From: Jamie Lokier <jamie@shareable.org>
To: jim owens <jowens@hp.com>
Cc: Theodore Tso <tytso@mit.edu>,
joel.becker@oracle.com, Andreas Dilger <adilger@sun.com>,
linux-fsdevel@vger.kernel.org, jmorris@namei.org,
ocfs2-devel@oss.oracle.com, viro@zeniv.linux.org.uk
Subject: Re: [Ocfs2-devel] [PATCH 1/3] fs: Document the reflink(2) system call.
Date: Tue, 12 May 2009 20:11:29 +0100 [thread overview]
Message-ID: <20090512191129.GA10436@shareable.org> (raw)
In-Reply-To: <4A019DA9.4050700@hp.com>
jim owens wrote:
> You ask why not use a 2-step "cowfilecopy" and "attrfilecopy"
> to do "snapfile"... because that is not an atomic snapshot.

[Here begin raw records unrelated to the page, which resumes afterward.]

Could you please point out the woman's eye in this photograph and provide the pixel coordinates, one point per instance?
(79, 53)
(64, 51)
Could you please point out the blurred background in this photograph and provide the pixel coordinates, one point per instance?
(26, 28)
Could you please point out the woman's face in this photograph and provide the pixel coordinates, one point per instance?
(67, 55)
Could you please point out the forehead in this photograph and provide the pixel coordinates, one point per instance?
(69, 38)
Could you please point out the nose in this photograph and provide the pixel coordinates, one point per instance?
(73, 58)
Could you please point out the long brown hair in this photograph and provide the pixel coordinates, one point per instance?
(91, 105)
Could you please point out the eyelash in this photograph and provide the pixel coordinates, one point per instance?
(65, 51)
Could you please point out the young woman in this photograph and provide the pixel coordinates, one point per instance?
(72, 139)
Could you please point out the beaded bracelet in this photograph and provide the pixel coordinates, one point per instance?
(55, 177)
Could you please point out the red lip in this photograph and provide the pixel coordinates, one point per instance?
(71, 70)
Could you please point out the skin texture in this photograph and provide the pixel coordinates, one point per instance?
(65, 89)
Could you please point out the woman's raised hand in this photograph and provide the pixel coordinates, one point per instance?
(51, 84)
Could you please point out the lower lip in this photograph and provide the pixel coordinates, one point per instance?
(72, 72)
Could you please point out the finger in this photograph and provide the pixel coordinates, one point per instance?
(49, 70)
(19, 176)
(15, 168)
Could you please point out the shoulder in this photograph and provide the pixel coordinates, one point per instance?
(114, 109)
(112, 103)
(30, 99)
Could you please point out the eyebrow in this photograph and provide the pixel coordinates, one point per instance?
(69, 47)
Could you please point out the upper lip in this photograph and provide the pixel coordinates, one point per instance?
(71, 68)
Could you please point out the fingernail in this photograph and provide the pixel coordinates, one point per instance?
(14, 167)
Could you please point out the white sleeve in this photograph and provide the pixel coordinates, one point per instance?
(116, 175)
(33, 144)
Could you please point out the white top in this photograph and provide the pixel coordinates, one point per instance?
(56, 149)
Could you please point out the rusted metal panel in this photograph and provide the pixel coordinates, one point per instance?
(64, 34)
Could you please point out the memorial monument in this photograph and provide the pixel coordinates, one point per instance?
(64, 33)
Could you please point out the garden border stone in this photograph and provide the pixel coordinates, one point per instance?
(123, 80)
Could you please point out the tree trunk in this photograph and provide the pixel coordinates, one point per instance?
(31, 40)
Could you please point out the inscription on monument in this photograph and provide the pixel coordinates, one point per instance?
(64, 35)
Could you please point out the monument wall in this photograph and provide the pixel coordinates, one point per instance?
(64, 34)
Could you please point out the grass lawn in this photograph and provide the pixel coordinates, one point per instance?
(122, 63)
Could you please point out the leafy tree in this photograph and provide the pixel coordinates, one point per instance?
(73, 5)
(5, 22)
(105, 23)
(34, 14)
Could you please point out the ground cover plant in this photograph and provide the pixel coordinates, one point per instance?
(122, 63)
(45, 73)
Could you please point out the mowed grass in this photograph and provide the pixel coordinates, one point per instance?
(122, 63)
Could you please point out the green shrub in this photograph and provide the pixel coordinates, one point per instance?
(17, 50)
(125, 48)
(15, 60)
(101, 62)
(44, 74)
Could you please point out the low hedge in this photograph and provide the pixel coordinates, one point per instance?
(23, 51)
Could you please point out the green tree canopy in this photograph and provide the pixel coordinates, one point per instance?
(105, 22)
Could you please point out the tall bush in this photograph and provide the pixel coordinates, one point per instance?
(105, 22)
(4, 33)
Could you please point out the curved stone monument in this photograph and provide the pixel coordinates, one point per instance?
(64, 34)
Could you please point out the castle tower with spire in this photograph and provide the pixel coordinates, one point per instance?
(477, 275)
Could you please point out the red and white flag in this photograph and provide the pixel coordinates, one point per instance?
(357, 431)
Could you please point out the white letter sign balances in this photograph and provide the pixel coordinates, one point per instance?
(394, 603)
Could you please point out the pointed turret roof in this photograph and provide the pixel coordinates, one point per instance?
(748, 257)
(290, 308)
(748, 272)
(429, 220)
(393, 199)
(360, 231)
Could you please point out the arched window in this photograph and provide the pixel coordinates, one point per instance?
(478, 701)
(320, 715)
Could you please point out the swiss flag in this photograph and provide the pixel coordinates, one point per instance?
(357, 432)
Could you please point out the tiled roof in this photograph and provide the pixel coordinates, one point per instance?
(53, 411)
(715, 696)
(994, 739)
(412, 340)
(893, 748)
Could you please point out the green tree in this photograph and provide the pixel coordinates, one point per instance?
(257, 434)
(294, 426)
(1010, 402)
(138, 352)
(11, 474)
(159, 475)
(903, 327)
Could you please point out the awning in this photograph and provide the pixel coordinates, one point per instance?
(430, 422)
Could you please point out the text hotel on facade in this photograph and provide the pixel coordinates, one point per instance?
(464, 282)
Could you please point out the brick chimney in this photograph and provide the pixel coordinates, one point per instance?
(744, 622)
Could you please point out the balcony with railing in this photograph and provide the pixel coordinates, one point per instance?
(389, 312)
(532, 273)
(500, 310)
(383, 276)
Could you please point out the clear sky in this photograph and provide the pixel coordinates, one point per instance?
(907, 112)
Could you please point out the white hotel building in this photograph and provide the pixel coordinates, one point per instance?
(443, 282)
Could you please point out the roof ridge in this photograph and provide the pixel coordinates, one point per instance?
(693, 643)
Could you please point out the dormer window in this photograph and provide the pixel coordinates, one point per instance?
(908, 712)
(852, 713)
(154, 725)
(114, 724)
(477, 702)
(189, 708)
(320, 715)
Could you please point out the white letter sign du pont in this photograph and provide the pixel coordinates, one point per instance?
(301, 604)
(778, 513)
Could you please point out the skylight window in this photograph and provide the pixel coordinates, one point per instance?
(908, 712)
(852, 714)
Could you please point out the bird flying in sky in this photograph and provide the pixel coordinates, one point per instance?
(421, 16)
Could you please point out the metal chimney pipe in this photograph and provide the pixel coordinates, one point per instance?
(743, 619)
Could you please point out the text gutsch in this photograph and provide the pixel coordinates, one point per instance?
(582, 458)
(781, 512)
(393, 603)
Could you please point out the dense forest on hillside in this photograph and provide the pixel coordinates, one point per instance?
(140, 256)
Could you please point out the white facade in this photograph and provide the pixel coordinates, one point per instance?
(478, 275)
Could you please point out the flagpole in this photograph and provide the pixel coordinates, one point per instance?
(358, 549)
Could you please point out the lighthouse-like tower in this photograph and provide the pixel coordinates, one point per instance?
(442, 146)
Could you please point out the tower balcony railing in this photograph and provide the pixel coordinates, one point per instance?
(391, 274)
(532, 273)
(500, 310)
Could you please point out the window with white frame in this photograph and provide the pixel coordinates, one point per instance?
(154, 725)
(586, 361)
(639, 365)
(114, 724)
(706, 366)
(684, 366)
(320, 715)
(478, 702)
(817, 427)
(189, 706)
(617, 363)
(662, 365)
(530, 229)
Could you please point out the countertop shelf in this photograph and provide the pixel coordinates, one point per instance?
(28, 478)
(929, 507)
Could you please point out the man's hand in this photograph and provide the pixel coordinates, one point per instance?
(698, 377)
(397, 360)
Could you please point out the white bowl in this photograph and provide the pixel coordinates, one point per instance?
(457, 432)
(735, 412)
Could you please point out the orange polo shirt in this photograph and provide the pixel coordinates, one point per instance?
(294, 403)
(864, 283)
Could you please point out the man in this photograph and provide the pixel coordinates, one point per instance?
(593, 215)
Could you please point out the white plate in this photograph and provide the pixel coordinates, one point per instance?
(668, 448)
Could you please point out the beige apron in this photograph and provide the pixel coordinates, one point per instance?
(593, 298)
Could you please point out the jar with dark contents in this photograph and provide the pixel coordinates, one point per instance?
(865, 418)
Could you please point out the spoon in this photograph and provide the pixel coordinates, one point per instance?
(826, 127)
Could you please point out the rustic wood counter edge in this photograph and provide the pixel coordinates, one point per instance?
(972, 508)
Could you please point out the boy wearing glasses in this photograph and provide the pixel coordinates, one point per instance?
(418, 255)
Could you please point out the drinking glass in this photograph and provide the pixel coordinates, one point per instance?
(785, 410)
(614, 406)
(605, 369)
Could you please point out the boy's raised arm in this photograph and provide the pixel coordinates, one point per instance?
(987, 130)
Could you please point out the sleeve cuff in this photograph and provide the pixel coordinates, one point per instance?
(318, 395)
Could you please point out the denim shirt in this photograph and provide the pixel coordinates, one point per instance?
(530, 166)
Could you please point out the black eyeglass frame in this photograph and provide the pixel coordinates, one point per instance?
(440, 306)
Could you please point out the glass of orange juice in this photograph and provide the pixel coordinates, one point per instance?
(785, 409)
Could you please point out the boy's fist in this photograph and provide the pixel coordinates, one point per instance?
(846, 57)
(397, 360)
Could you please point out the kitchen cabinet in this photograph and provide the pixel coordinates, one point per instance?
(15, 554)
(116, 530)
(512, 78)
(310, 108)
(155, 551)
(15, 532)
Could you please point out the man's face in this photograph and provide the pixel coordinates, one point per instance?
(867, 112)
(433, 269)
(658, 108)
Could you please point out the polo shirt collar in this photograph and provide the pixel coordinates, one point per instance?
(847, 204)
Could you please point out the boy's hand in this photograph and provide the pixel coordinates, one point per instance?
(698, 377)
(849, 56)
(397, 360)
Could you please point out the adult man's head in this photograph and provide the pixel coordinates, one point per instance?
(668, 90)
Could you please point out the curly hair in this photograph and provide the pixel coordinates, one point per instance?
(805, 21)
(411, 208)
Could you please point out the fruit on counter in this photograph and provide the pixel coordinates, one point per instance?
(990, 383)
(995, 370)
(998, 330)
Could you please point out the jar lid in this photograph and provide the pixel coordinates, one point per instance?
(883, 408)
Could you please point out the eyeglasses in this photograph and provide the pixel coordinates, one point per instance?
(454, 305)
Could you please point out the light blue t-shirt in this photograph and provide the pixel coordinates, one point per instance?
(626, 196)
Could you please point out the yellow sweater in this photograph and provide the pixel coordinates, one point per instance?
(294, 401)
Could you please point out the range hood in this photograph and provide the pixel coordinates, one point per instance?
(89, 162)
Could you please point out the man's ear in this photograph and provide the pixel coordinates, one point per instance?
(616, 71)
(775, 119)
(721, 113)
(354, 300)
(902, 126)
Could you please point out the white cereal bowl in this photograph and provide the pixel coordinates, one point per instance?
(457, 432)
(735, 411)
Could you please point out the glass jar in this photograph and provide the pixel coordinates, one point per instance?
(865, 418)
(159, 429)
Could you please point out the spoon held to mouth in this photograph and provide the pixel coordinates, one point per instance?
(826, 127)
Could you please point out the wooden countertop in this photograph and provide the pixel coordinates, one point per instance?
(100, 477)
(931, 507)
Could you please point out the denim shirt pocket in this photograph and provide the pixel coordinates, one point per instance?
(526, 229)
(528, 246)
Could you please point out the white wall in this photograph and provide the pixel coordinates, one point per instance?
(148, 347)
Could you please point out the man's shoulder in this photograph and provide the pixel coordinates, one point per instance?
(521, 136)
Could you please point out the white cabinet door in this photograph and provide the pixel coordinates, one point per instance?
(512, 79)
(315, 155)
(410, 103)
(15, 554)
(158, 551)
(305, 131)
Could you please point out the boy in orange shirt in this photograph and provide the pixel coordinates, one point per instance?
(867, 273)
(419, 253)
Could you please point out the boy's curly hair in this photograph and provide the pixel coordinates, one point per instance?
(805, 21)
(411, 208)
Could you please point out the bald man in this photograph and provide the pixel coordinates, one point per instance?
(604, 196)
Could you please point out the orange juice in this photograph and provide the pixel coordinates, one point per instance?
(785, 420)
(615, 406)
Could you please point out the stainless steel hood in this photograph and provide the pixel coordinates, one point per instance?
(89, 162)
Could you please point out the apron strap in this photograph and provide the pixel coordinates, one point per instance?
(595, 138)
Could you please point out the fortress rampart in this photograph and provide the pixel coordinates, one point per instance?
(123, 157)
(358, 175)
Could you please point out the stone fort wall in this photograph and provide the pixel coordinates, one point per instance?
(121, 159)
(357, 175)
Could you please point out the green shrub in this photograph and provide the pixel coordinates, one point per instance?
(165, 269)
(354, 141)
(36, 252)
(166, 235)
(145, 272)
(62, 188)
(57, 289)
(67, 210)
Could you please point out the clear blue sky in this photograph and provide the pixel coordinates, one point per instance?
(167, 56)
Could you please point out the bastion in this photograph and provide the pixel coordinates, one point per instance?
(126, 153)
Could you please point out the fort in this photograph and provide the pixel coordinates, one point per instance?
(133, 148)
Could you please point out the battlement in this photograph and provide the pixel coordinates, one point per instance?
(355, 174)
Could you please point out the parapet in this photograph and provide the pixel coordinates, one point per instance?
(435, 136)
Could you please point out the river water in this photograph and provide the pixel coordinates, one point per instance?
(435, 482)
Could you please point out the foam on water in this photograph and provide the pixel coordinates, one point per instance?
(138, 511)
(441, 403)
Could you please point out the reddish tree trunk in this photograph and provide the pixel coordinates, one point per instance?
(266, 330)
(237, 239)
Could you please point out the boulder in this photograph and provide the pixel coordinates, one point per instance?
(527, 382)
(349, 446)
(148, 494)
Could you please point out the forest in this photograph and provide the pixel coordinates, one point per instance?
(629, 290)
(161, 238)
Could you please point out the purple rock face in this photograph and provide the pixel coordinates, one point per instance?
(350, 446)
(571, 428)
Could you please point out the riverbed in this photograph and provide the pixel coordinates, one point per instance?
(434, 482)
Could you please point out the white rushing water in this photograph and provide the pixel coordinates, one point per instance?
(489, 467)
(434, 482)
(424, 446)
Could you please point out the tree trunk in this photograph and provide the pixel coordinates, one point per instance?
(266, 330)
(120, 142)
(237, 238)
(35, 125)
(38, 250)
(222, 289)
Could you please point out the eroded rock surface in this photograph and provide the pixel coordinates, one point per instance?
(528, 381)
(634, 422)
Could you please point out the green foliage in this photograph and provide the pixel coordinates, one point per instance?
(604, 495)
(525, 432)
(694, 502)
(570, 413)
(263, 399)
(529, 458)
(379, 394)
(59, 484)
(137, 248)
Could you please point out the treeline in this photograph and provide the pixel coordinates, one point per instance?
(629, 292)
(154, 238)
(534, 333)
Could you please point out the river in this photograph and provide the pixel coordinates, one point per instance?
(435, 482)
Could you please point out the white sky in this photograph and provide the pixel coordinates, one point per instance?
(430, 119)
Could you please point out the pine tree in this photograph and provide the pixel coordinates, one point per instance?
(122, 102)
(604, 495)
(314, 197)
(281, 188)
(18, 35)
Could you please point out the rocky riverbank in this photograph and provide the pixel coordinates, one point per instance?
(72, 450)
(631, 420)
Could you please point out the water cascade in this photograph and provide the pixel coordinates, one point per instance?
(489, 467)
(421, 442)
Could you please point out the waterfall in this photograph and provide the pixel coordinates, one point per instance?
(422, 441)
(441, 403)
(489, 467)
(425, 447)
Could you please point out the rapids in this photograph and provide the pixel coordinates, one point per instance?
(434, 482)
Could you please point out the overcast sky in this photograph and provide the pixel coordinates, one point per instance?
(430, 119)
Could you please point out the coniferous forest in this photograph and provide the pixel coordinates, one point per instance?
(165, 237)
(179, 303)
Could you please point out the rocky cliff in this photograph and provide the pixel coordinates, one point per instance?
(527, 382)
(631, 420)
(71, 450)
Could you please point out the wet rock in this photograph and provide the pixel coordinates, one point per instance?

Understood, no problem with that. (Though it would be nice to have a
realistic example showing the atomicity being useful for a single file
snapshot).
Being able to create a _new file_ with the security attributes of an
existing file is sometimes useful too. Lots of programs do that, of
course, but a lot of them get it wrong when non-traditional security
attributes are used.
reflink() followed by truncate() would be useful for that - and in
that case, returning EPERM if it can't clone the attributes would be
essential - because if a program which wants to copy "all the security
attributes" without the knowledge to parse them itself and set them in
the right order, then it won't have the code to check if they were
cloned reliably either.
> The security and "might not know about it" concerns are bogus:
> No extra visibility exists to future updates of the original
> file that would not exist without either snapfile or cowfilecopy.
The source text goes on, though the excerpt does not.